Consumer Involvement and Marketing Strategy Low and high consumer involvement have important implications for marketing strategy. If a company markets a low-involvement product and its brand is a market leader, attention is placed on (1) maintaining product quality, (2) avoiding stockout situations so that buyers don’t substitute a competing brand, and (3) repetitive advertising messages that reinforce a consumer’s knowledge or assure buyers they made the right choice. Market challengers have a different task. They must break buying habits by using free samples, coupons, and rebates to encourage trial of their brand. Advertising messages will focus on getting their brand into a consumer’s consideration set. For example, Campbell’s V8 vegetable juice advertising message—“Could’ve Had a V8”—is targeted at consumers who routinely consider only fruit juices and soft drinks for purchase. Marketers can also link their brand attributes with high-involvement issues. Post Cereals does this by linking consumption of its whole grain cereals with improved heart health and protection against major diseases.
What does this ad for V8 vegetable juice and its slogan, “Could’ve Had a V8,” have to do with getting the brand into a consumer’s consideration set? Read the text to find out.
Marketers of high-involvement products know that their consumers constantly seek and process information about objective and subjective brand attributes, form evaluative criteria, rate product attributes in various brands, and combine these ratings for an overall brand evaluation—like that described in the smartphone purchase decision.
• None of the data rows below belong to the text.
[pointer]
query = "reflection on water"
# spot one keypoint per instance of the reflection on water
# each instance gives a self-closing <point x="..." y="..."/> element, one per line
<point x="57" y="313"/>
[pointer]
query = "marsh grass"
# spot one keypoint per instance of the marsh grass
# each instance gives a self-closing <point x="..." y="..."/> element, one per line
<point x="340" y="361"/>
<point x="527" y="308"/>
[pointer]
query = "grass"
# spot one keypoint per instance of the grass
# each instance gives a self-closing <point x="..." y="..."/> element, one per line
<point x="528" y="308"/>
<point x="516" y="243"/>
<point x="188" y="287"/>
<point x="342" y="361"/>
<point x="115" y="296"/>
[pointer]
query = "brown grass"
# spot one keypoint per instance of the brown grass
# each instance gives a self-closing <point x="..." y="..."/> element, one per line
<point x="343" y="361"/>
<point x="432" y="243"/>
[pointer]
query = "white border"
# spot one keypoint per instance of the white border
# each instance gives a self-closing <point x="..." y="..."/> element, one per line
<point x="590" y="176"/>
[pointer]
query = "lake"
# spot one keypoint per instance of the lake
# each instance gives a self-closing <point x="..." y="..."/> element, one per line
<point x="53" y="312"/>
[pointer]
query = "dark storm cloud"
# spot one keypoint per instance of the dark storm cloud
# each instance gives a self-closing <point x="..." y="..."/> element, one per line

Market leaders ply consumers with product information through advertising and personal selling and use social media to create online experiences for their company or brand. Market challengers capitalize on this behavior through comparative advertising that focuses on existing product attributes and often introduce novel evaluative criteria for judging competing brands. Challengers also benefit from Internet search engines such as Microsoft Bing and Google that assist buyers of high-involvement products.